The second case study concerns an example of how UAV aerial reconnaissance has allowed for the identification of very complex anomalies for buried structures, made visible in the form of “yellow on yellow” crop marks (Figure 4) [15] (p. 180). The drone survey allowed us to acquire oblique photographs and create three-dimensional models, giving back the orthophoto and the DTM. The photointerpretation of the anomalies showed a complex internal structure, not better identified via reconnaissance. In fact, the survey did not collect ancient material, probably due to recent alluvial sediments, called younger fill [1] (p. 155), which increase the soil level via progressive deposition, obliterating any archaeological deposits below a depth of 60/100 cm.
Unlike the previous case studies, the third example shows how the integration of survey and aerial reconnaissance using UAV has introduced significant data (Figure 5). In fact, after the aerial reconnaissance with UAV identified a series of perpendicular and orthogonal alignments, the survey carried out with QField allowed us to collect a lot of materials. A first observation in the field, followed by the laboratory study of the material collected and the analysis of its spatial distribution in the GIS environment, led to a hypothesis concerning the presence of an articulated buried structure, probably relevant to a residential complex (I sec. BC–IV/V sec. AC).
Finally, the last case study that we intend to present is also an example of how it is not always possible to use remote sensing systems. In this case, the UAV survey was not possible due to the presence of a no-fly zone.

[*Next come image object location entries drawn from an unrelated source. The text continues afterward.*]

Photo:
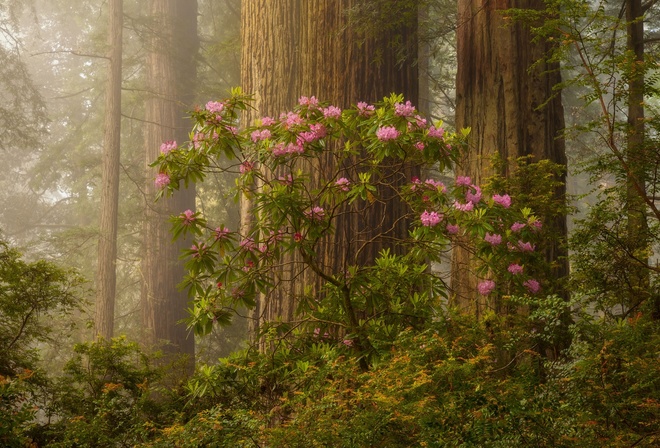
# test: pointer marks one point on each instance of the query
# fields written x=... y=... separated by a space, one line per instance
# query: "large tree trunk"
x=511 y=109
x=106 y=278
x=636 y=159
x=171 y=76
x=292 y=48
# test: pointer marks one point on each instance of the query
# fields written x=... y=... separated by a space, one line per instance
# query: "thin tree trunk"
x=638 y=238
x=511 y=109
x=171 y=73
x=106 y=277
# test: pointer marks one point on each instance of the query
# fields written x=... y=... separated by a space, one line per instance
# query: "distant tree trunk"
x=636 y=158
x=269 y=71
x=170 y=73
x=501 y=99
x=106 y=278
x=324 y=56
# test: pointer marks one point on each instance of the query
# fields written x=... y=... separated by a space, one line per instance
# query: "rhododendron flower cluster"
x=436 y=132
x=168 y=146
x=316 y=213
x=463 y=181
x=515 y=268
x=332 y=112
x=404 y=110
x=467 y=207
x=343 y=184
x=430 y=219
x=215 y=107
x=188 y=217
x=532 y=285
x=494 y=239
x=259 y=135
x=387 y=133
x=365 y=109
x=473 y=194
x=162 y=180
x=503 y=200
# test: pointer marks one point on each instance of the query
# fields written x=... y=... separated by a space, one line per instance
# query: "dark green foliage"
x=32 y=295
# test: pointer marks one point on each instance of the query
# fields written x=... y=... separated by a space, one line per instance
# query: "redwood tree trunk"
x=170 y=81
x=293 y=48
x=500 y=98
x=106 y=278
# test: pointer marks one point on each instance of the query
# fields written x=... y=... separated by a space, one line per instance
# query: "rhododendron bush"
x=309 y=168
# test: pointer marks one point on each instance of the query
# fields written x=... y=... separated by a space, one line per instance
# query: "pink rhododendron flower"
x=343 y=184
x=463 y=180
x=420 y=121
x=332 y=112
x=318 y=129
x=287 y=180
x=306 y=137
x=162 y=180
x=503 y=200
x=468 y=207
x=532 y=285
x=267 y=121
x=248 y=265
x=316 y=213
x=260 y=135
x=404 y=110
x=515 y=268
x=517 y=227
x=430 y=219
x=436 y=184
x=291 y=119
x=215 y=107
x=526 y=247
x=493 y=239
x=246 y=167
x=437 y=133
x=311 y=102
x=453 y=229
x=473 y=197
x=198 y=139
x=188 y=217
x=197 y=249
x=220 y=233
x=167 y=146
x=291 y=148
x=365 y=109
x=248 y=244
x=486 y=287
x=387 y=133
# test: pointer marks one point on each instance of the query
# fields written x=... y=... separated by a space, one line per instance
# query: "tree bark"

However, the criticality of the area did not prevent traditional reconnaissance assisted by QField. The collection of the materials carried out by sampling and its study in the laboratory enabled the identification of an important and complex buried structure pertinent to a rustic villa (mid I sec. BC–IV/V sec. AC). The concentration has a quadrangular shape, which is quite clear and has the dimensions of about 120 × 150 m (13,800 sqm, that is 1.4 ha = 1 × 1 actus). The analysis of the distribution of the materials in the GIS environment has allowed us to hypothesize the internal subdivision between rustic pars and Dominica pars (Figure 6).

4. Conclusions

Even if it is preliminary research [22], the results have made it possible to reach the main objective, namely, to highlight the archaeological potential of the area. There are numerous settlement contexts identified in the diachrony: from the prehistoric period, with frequent areas mostly corresponding to alluvial terraces, to the medieval one. The greater yield, as is known, is the one resulting from the Roman period, from the Late Republic to the Empire and from Late Antiquity. In general, the identified concentrations are 32.
The results have made it possible to add much more information and data relating to the Carta Archeologica dell’Umbria (CAU) [23], which has been included in the Geoportale Nazionale Archeologia (GNA). This new information has also expanded the existing data [24,25].
The results, in addition to providing a clear example of how the good integration of multiple methodologies contributes to the contribution of significant results, offer a fundamental contribution to knowledge concerning ancient population dynamics.

Funding

This research received private external funding.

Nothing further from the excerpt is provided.